Learning from Incidents - what to do after you write a postmortem?
For folks who’ve made post mortems more meaningful at your company, it is important that you spread that learning around. A lot of companies have teams that do postmortems really well and a lot of engineering managers(EMs) want to spread it organically, but writing and following postmortems is the kind of practice that a lot of devs really just don’t think about or care about and it can get extremely hard to force this practice, especially without support from upper management. So what can you do as an engineering manager?
A lot of the best gains that most EMs made were either through word of mouth or providing a good example. First off, give people the time to actually do a good job with the retrospective process. Don’t make it sound like people need to rush things out the door to move on to “real” work. Second, you also must highlight how well-done postmortems are affecting how you’re thinking and approaching the work you’re looking at for the next month or quarter. John Allspaw has a lot of text on this basically saying that you know you have a healthy retrospective culture when you see teams attending other teams’ retrospectives.
Rethinking “action items”
One must also keep in mind that postmortems shouldn’t be about action items per se, but what you learned about how things work from a postmortem. It might appear to be a hard sell if your organization has a fixed mindset on intelligence or ability and might require conquering any inclusion and psychological safety issues at first, but it’s easier than it looks. Saying “we’re doing X because it was an action item from last month’s postmortem” is less interesting than “I understand why this thing we’re doing is important, because of how Cindy used this thing in the last incident”.
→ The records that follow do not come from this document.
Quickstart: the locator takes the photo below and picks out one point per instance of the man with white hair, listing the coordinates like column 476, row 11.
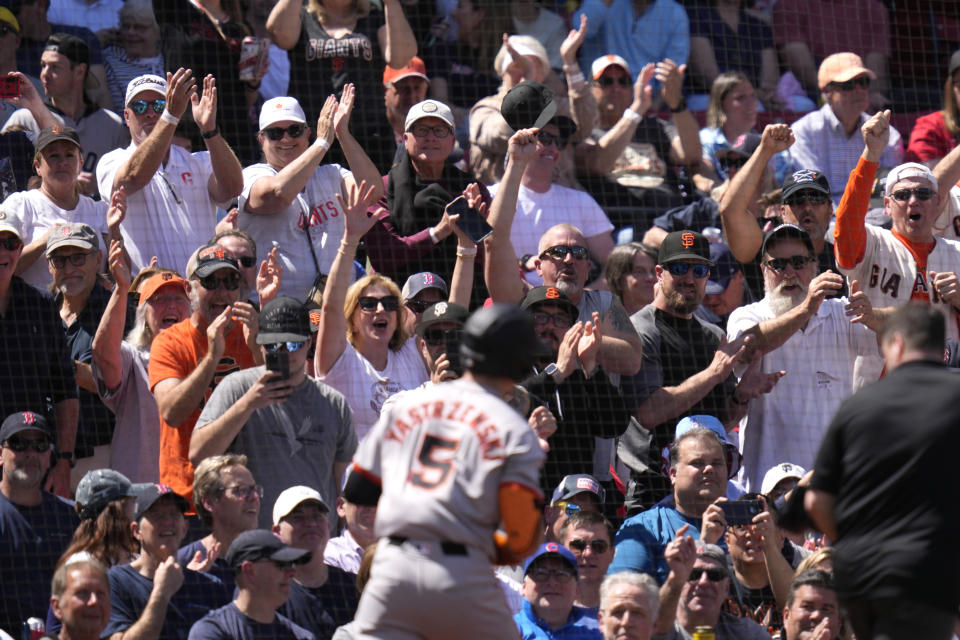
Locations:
column 907, row 262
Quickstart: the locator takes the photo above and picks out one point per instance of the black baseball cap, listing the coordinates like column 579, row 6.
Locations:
column 260, row 544
column 23, row 421
column 550, row 295
column 442, row 312
column 148, row 493
column 284, row 319
column 804, row 179
column 684, row 246
column 788, row 230
column 56, row 133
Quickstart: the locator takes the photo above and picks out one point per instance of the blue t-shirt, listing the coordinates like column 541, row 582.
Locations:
column 229, row 623
column 129, row 592
column 580, row 625
column 32, row 539
column 641, row 540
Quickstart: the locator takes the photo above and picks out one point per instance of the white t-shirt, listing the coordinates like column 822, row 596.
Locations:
column 537, row 212
column 787, row 424
column 285, row 229
column 366, row 389
column 172, row 215
column 35, row 213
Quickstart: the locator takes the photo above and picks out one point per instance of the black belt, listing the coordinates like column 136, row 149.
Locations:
column 448, row 548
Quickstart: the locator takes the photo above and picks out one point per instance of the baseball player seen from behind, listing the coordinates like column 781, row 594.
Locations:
column 452, row 462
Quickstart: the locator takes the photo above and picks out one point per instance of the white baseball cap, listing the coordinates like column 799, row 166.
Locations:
column 290, row 499
column 600, row 64
column 909, row 170
column 429, row 109
column 280, row 109
column 147, row 82
column 780, row 472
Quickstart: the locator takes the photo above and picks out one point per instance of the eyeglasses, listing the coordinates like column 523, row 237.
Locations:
column 800, row 199
column 678, row 269
column 369, row 303
column 212, row 282
column 861, row 82
column 22, row 444
column 75, row 259
column 922, row 193
column 797, row 262
column 559, row 320
column 273, row 347
column 11, row 244
column 139, row 107
column 561, row 251
column 244, row 491
column 422, row 130
column 713, row 575
column 541, row 574
column 546, row 139
column 276, row 133
column 436, row 337
column 596, row 546
column 606, row 81
column 418, row 306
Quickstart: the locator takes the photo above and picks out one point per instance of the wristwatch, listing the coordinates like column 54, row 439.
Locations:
column 68, row 456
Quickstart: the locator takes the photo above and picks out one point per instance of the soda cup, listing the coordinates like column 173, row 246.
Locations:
column 253, row 57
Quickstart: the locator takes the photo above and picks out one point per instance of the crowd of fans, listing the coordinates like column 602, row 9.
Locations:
column 221, row 260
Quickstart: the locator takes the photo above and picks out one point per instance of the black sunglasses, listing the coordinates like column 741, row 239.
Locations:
column 561, row 251
column 857, row 83
column 713, row 575
column 212, row 282
column 276, row 133
column 797, row 262
column 903, row 195
column 546, row 139
column 597, row 546
column 369, row 303
column 605, row 81
column 139, row 107
column 678, row 269
column 11, row 244
column 22, row 444
column 800, row 199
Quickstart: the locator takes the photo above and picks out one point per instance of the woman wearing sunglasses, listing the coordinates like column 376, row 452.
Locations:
column 362, row 350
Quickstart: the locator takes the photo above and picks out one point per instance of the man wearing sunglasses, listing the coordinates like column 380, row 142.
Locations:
column 828, row 138
column 798, row 328
column 906, row 262
column 265, row 568
column 172, row 194
column 289, row 199
column 38, row 525
column 189, row 359
column 706, row 585
column 293, row 429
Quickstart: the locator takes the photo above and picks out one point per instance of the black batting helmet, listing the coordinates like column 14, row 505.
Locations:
column 500, row 341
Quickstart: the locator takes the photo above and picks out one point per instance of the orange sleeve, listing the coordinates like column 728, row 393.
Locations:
column 849, row 233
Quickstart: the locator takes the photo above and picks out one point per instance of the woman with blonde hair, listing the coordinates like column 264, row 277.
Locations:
column 362, row 350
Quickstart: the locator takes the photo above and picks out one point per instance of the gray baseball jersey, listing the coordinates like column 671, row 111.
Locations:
column 441, row 454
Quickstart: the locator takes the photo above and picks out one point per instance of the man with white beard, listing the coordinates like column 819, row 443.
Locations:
column 816, row 340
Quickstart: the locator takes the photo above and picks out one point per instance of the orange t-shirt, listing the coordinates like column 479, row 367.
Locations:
column 175, row 353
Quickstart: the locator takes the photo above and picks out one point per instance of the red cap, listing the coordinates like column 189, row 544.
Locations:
column 414, row 68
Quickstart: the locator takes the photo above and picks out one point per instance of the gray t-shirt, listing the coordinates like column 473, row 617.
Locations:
column 295, row 442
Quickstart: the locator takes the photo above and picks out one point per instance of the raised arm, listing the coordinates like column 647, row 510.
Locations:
column 500, row 270
column 284, row 24
column 396, row 37
column 740, row 227
column 139, row 168
column 332, row 334
column 226, row 181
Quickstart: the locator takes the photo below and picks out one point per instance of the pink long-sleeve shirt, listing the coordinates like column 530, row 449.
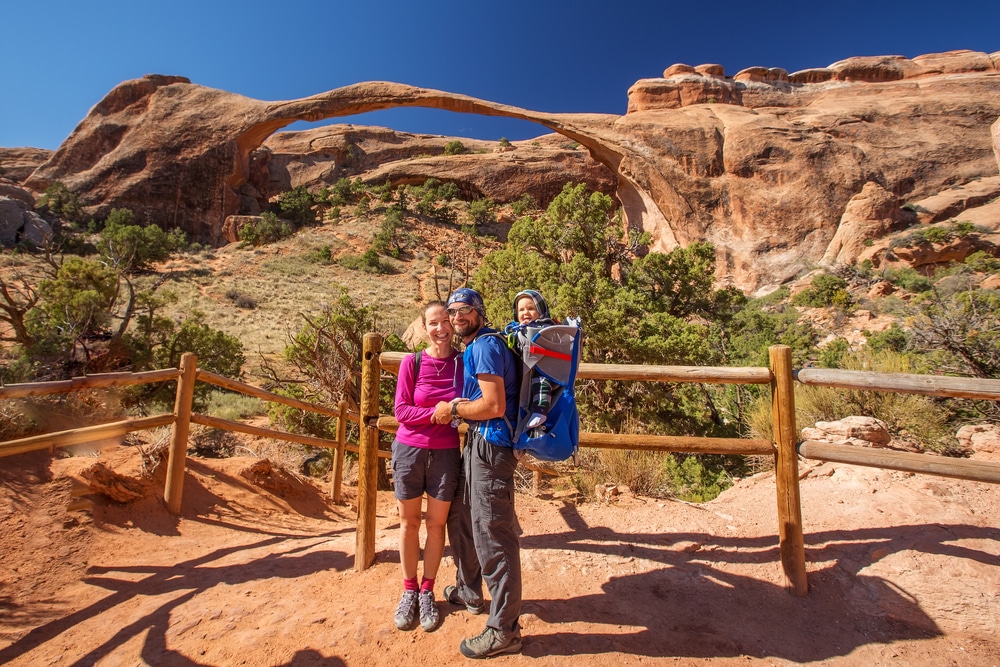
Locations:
column 440, row 380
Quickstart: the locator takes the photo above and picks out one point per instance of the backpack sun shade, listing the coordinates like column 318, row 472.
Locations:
column 552, row 351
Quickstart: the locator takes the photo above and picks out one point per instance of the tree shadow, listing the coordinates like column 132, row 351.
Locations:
column 190, row 578
column 200, row 503
column 695, row 607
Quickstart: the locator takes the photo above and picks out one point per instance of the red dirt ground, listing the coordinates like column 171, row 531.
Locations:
column 903, row 570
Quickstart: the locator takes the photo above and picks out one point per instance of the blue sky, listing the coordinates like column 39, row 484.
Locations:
column 60, row 58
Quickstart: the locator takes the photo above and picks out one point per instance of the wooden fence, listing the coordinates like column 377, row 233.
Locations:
column 780, row 376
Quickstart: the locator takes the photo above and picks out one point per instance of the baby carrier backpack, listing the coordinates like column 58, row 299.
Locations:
column 552, row 351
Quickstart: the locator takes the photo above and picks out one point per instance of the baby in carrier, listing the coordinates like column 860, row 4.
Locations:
column 530, row 308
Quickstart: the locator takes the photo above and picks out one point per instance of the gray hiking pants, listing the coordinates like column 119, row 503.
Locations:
column 481, row 530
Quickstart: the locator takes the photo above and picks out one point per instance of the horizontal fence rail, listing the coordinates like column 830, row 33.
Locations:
column 649, row 443
column 906, row 383
column 96, row 381
column 978, row 471
column 779, row 376
column 79, row 436
column 711, row 374
column 263, row 394
column 240, row 427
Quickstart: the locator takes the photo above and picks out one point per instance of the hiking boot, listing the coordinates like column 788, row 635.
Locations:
column 490, row 642
column 406, row 612
column 451, row 595
column 429, row 616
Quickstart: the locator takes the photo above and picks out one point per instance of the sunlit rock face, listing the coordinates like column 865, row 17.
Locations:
column 764, row 164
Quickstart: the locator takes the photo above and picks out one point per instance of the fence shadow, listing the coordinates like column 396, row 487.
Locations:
column 188, row 579
column 697, row 606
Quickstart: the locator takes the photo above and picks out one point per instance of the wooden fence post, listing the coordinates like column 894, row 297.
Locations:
column 793, row 555
column 338, row 454
column 179, row 433
column 364, row 552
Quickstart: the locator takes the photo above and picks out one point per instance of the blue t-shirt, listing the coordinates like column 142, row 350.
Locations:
column 490, row 355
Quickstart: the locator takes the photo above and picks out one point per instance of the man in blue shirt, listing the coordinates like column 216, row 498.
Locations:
column 481, row 523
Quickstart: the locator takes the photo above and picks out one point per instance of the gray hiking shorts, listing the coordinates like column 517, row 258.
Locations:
column 418, row 469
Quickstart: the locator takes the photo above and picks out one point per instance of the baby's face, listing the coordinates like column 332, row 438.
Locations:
column 526, row 311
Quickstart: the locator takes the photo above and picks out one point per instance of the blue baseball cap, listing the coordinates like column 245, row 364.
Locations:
column 470, row 297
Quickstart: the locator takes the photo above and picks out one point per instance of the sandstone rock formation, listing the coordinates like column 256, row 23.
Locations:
column 868, row 216
column 856, row 430
column 539, row 167
column 18, row 163
column 763, row 165
column 19, row 224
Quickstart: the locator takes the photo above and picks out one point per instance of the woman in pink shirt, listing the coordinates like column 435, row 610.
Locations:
column 425, row 459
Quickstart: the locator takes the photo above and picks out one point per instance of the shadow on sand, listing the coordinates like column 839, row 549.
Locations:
column 695, row 606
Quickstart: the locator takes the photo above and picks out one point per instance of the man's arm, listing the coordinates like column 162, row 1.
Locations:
column 493, row 402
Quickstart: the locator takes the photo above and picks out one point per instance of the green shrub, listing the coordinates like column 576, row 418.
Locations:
column 523, row 205
column 908, row 278
column 455, row 147
column 296, row 204
column 129, row 248
column 232, row 405
column 369, row 262
column 241, row 300
column 894, row 339
column 832, row 354
column 826, row 290
column 268, row 229
column 906, row 415
column 322, row 255
column 963, row 228
column 483, row 211
column 982, row 262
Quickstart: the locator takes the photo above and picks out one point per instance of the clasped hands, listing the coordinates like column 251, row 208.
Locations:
column 442, row 411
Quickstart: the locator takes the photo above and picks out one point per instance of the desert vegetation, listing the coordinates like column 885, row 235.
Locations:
column 289, row 304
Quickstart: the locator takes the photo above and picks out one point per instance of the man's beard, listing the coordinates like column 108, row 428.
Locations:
column 468, row 328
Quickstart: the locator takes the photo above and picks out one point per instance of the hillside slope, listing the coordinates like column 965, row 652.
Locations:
column 902, row 570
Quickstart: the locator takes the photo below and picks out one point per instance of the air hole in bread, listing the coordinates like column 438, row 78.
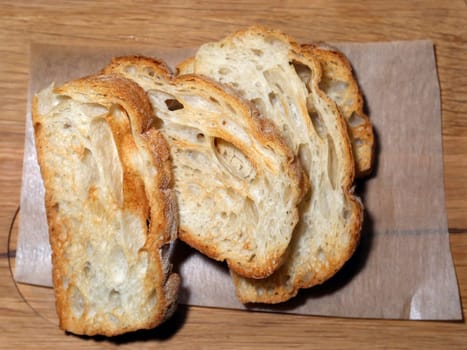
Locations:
column 149, row 71
column 251, row 210
column 130, row 69
column 112, row 318
column 76, row 301
column 92, row 110
column 332, row 163
column 347, row 213
column 358, row 142
column 233, row 160
column 173, row 104
column 335, row 89
column 152, row 299
column 321, row 254
column 148, row 223
column 318, row 124
column 259, row 103
column 213, row 100
column 115, row 298
column 355, row 120
column 119, row 267
column 87, row 269
column 224, row 70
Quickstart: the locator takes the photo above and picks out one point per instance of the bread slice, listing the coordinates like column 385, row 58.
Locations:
column 237, row 182
column 282, row 80
column 339, row 84
column 110, row 205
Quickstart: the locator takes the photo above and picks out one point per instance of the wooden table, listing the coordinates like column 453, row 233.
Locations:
column 189, row 23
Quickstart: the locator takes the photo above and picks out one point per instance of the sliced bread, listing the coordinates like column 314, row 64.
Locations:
column 237, row 182
column 340, row 84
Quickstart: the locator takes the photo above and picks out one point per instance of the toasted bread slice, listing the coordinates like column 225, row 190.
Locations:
column 110, row 205
column 282, row 80
column 339, row 84
column 238, row 184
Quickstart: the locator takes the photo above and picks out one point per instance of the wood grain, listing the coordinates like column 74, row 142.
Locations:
column 189, row 23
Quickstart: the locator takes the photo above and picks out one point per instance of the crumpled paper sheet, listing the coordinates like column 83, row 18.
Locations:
column 403, row 267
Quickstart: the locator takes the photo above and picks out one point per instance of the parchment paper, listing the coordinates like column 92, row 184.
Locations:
column 403, row 266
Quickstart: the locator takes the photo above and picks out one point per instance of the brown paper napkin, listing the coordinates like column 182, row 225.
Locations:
column 403, row 266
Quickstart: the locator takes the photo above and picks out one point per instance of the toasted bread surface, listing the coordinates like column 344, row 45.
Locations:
column 110, row 205
column 238, row 184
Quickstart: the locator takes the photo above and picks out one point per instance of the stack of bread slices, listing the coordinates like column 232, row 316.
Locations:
column 248, row 153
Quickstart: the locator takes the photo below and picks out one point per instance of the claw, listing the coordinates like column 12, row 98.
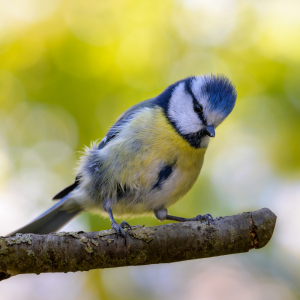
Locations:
column 119, row 227
column 207, row 217
column 125, row 224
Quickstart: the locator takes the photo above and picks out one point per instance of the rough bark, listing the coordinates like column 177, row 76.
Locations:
column 81, row 251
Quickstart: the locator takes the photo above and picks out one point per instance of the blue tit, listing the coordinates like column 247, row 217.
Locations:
column 149, row 158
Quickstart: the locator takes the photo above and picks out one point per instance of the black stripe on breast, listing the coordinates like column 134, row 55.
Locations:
column 163, row 175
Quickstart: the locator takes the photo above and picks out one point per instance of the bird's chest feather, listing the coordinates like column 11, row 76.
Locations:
column 151, row 163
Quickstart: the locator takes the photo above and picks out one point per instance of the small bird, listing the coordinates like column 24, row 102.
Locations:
column 149, row 158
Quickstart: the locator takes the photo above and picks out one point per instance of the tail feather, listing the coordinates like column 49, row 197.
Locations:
column 50, row 221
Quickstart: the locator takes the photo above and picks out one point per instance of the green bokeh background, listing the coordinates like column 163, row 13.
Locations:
column 69, row 68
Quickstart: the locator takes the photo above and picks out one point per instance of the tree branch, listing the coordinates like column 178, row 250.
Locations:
column 80, row 251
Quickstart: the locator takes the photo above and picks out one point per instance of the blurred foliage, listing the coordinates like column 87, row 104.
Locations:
column 69, row 68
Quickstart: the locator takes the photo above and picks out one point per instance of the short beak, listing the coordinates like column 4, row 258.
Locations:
column 210, row 130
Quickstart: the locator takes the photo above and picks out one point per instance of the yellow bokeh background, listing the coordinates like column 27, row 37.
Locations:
column 69, row 68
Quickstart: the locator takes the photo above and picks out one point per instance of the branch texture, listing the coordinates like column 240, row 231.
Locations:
column 80, row 251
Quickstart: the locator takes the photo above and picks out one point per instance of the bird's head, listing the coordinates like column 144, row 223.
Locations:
column 197, row 105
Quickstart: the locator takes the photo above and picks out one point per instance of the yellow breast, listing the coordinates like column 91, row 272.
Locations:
column 144, row 146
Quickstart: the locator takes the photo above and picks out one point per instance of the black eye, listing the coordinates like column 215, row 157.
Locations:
column 198, row 108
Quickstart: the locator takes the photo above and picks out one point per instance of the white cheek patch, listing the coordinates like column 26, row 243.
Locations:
column 181, row 111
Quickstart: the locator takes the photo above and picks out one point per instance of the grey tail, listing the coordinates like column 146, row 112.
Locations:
column 68, row 189
column 50, row 221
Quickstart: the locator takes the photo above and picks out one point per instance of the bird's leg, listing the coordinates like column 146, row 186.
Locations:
column 116, row 226
column 162, row 214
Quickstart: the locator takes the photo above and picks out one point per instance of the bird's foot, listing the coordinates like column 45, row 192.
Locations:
column 207, row 217
column 119, row 227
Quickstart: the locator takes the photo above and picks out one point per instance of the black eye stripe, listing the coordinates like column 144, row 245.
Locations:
column 195, row 102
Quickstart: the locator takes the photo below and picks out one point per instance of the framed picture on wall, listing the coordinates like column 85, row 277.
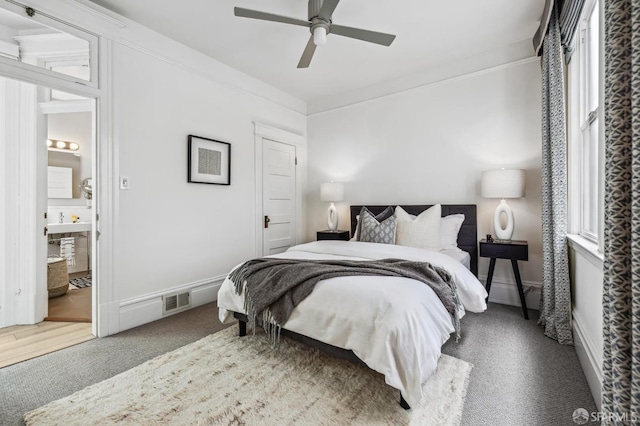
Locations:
column 209, row 161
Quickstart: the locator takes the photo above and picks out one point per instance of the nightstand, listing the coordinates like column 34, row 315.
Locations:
column 332, row 235
column 513, row 250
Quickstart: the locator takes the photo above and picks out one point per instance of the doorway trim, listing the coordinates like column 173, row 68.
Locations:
column 290, row 137
column 105, row 319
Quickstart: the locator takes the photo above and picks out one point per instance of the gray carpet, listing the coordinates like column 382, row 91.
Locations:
column 519, row 377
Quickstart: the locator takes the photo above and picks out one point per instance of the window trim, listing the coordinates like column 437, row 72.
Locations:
column 50, row 21
column 579, row 120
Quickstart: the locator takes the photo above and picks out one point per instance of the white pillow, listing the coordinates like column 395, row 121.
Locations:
column 449, row 229
column 421, row 232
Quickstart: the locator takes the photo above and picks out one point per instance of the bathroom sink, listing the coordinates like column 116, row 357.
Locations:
column 58, row 228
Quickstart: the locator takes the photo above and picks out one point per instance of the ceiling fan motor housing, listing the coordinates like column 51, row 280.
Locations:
column 314, row 8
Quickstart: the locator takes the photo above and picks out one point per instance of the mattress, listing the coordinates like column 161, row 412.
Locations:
column 397, row 326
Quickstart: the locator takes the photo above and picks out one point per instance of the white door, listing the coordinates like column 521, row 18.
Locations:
column 278, row 196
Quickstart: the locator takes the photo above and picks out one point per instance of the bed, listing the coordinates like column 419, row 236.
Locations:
column 395, row 326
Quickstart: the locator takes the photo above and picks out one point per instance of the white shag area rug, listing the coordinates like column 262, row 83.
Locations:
column 226, row 379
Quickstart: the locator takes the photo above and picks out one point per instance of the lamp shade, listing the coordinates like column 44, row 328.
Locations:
column 502, row 183
column 333, row 191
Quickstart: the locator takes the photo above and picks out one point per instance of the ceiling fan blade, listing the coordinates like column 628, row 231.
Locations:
column 364, row 35
column 264, row 16
column 305, row 60
column 328, row 6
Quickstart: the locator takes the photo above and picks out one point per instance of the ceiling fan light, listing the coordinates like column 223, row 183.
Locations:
column 319, row 36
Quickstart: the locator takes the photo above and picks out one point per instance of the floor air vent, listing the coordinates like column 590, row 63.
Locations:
column 175, row 302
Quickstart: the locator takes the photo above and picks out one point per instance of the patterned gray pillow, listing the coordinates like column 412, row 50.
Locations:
column 386, row 213
column 373, row 231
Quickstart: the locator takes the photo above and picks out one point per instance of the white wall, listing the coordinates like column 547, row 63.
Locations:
column 429, row 145
column 586, row 289
column 170, row 232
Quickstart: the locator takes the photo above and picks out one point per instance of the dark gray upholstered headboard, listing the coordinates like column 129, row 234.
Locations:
column 467, row 237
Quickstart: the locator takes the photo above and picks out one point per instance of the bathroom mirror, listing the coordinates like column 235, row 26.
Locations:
column 70, row 161
column 74, row 130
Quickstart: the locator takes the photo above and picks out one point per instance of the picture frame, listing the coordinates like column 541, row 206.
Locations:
column 209, row 161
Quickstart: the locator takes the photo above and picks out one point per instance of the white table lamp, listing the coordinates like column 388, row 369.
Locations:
column 503, row 184
column 332, row 192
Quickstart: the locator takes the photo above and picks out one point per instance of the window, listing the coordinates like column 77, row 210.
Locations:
column 584, row 121
column 36, row 39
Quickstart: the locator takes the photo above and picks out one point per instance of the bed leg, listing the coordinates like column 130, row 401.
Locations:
column 403, row 403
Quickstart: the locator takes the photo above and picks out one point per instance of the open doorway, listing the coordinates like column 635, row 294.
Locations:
column 48, row 154
column 70, row 134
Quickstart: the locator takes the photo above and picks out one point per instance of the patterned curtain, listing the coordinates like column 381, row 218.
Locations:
column 555, row 311
column 621, row 286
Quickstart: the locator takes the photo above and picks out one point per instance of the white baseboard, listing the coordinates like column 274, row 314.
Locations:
column 145, row 309
column 506, row 292
column 591, row 364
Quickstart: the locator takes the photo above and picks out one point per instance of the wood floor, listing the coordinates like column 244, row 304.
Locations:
column 22, row 342
column 73, row 306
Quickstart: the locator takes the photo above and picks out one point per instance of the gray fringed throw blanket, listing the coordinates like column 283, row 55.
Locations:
column 273, row 287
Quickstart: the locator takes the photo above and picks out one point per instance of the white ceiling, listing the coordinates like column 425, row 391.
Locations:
column 429, row 34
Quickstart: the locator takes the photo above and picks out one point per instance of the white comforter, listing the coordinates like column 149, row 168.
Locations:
column 397, row 326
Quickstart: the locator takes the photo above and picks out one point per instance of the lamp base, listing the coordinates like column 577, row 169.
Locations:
column 332, row 217
column 505, row 233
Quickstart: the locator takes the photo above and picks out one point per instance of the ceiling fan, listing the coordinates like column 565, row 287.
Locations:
column 320, row 24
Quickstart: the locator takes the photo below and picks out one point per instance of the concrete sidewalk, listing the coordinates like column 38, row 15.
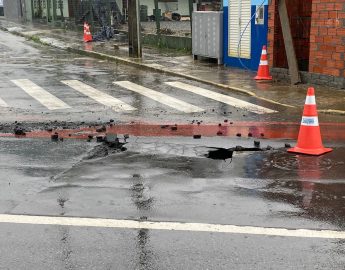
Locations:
column 179, row 64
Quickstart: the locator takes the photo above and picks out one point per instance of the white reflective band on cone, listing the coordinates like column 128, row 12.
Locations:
column 311, row 121
column 310, row 100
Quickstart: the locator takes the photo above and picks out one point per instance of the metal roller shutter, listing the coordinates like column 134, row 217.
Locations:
column 239, row 16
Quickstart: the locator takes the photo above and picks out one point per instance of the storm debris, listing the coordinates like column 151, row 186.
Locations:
column 55, row 137
column 19, row 132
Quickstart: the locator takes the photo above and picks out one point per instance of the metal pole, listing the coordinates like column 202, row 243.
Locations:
column 134, row 35
column 191, row 15
column 157, row 18
column 54, row 11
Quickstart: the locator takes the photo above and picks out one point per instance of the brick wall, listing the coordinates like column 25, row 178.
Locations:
column 323, row 52
column 327, row 38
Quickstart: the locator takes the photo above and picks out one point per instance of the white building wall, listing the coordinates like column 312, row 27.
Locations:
column 180, row 7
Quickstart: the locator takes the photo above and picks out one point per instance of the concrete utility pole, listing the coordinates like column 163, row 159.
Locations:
column 288, row 42
column 157, row 18
column 134, row 35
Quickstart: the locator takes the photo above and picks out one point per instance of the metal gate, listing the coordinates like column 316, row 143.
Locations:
column 239, row 35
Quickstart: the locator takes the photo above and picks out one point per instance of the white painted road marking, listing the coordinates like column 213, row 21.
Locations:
column 170, row 226
column 105, row 99
column 221, row 98
column 160, row 97
column 3, row 103
column 45, row 98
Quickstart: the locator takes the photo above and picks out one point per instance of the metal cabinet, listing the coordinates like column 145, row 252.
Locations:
column 207, row 38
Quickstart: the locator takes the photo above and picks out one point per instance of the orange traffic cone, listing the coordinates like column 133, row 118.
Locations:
column 263, row 71
column 87, row 33
column 309, row 138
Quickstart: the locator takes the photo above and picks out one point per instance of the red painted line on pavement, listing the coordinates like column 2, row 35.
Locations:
column 268, row 130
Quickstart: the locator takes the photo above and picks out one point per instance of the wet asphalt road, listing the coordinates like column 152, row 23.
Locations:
column 169, row 179
column 156, row 179
column 48, row 67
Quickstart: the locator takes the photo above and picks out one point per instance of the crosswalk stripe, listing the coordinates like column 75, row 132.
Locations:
column 45, row 98
column 3, row 103
column 221, row 98
column 160, row 97
column 105, row 99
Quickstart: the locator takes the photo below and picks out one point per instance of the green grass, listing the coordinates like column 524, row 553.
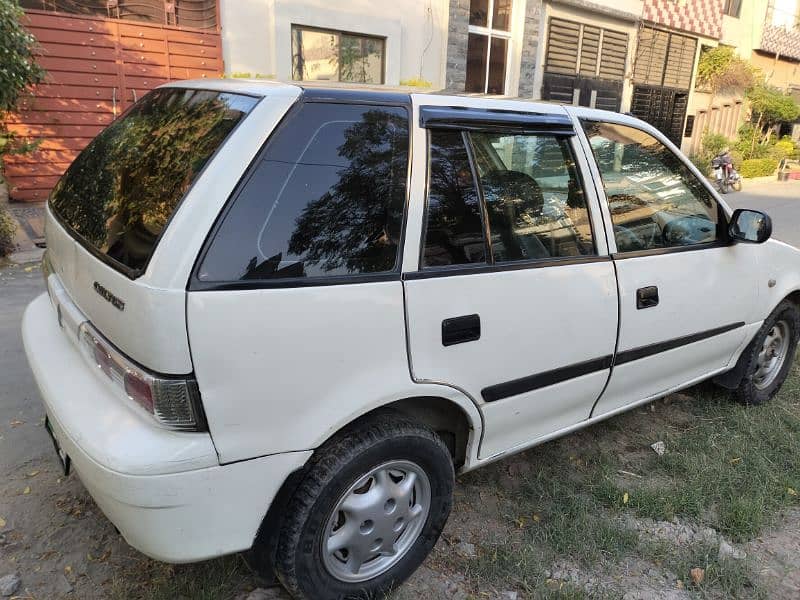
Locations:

A common notion that you’ll have to dispel is that no one is going to want to participate in an honest retrospective if they think they are going to get screwed by doing so or if they think that the only thing anybody cares about is action. You need to make people realize that a retrospective with no action items was not a failure. Intangibles can be a hard sell.
For teams that spend a lot of thought on “action items” and “what can we do to prevent this from happening again” will notice that those action items lose a lot of the value along the way and the real fixes had happened already by the time you have retro discussions because the teams that own the systems know what it takes to improve them and want to improve them. Right after an incident, you might informally establish a time window when anything goes without a lot of planning overhead. But more often than not, all the formal action items might fall out of that, the highest ROI ones are, generally speaking, done informally.
So, how do you spread this team’s good habits around and how do you create the circumstances in which a really good post mortem is possible? One thing you can do is highlight and embrace the improvements that organically happened between the incident and the retro. Make it normal and expected to immediately address urgent issues. Instead of asking “what can we do better tomorrow” ask “what is better now”. The general observation is “action items” generally just leads to a giant pile of remediation items that never get done because no one thought they were actually worth it.
It also helps if your postmortems are interesting to read because that’s probably how most people are going to see it, at least if your company is of any size. Postmortems must not be a) dry and boring, or b) so inscrutable that no one without a deep knowledge of the incident or the systems involved can understand it. Consider this while hiring potential postmortem authors, whether they can write or tell a story, and understand that telling people about their problems is key to actually getting what you want.
From a management perspective, it is important to change your expectations from a postmortem. Most teams view management within incident reviews with a fair bit of dread and anxiety unless they are there only to listen. Instead of saying “we need to have items so this NEVER HAPPENS AGAIN”, establish the expectation that there is an improvement but separate from the “learning” retro. The creation of those remediation items requires people to have a good idea of how to materially improve their product already, and also a good grasp on how to choose the right level of generality for their fix. In all probability, an incident for which you just had a postmortem, will not happen again exactly like that time, and also your remediations are changes that also have the potential to break things too. Instead, center the retro/learning around broadening the team’s knowledge so that next time (or five times down the line) they have good ideas. You can also look at incentivizing the improvements by framing learning about better practices as a growth or stretch opportunity. Owning or championing incident management for a team can convert to bigger opportunities to own a critical project. Spreading awareness of best incident management practices across teams can be seen as mentorship. You can provide company-wide visibility regarding the impact of improved incident management, by calling it out (and naming names/teams who did the work!) publicly somewhere where the management can see. The idea is to a) help them see that this work is critical and highly valued, rather than a literal or figurative chore that’s a lower priority than feature work and b) use it to help grow your incident commanders.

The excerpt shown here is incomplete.